City businessman demands gun back

A Nairobi businessman has expressed fear for his life after his firearm licence was revoked by the government.

Mr Bryan Yongo said the decision by the chief licensing officer at the Central Firearms Bureau (CFB) to withdraw his firearm licence has exposed his life to danger.

He said parliamentary committees before which he testified earlier had recommended that he be issued with a licence to possess a gun.

“In addition, the businesses I am engaged in, including running a security company, requires that I have a firearm for my own protection,” Mr Yongo.

REVOKE LICENCE

He was making submissions before Mr Justice George Odunga from whom he is seeking orders quashing the decision to revoke his firearm licence and a further order stopping a case against him at the Kibera Law Courts in Nairobi.

He has sued CFB’s chief licensing officer, the directors of criminal investigations and public prosecutions and the Kibera Chief Magistrate’s court.

On Monday, Mr Yongo said that despite having obtained a court order on July 15, 2014 stopping the revocation and confiscation of his firearm licence and certificate, until his application was heard, the CFB went ahead to revoke it in a letter dated August 11.

“They proceeded to charge me at the Kibera Law Courts with being found in possession of a pistol without a firearm certificate,” said Mr Yongo.

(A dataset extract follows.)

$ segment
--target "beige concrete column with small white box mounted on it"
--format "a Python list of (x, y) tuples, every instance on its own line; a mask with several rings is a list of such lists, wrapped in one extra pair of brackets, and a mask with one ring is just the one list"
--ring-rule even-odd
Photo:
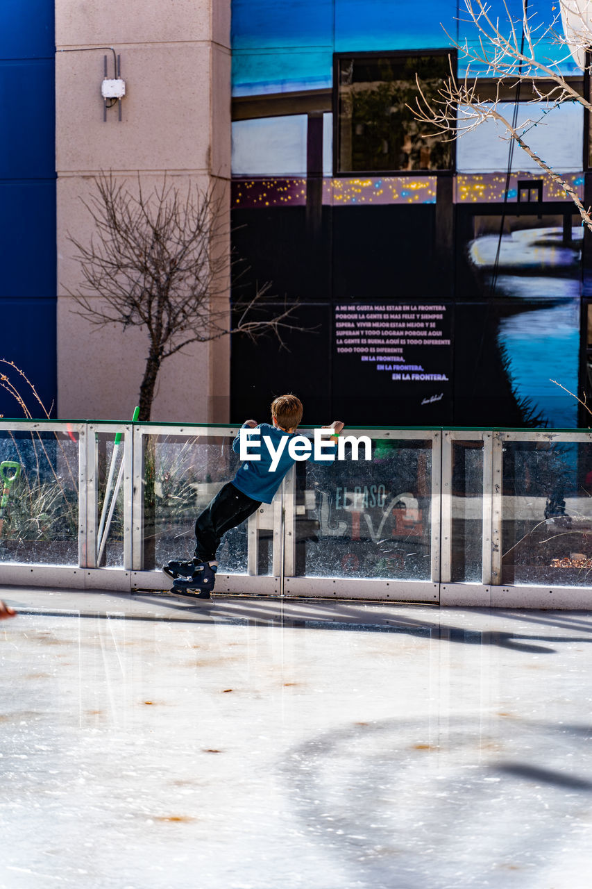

The decision to revoke his firearm certificate constitutes a contravention of his right and freedom of enjoyment of property which is safeguarded under the Constitution, he argued.

PERSONAL SECURITY

“My rights to be licensed to hold a firearm are constitutional and are necessary for my personal security as well as the security of my family members,” the businessman said.

He added that he has held the firearm since July 26, 2012 and has always complied with all the conditions required of him under the Firearms Act.

Lawyers representing the respondents however requested for more time to counter the arguments.

Mr Justice Odunga directed them to file their court papers within 15 days. The case will be heard on January 15, 2015.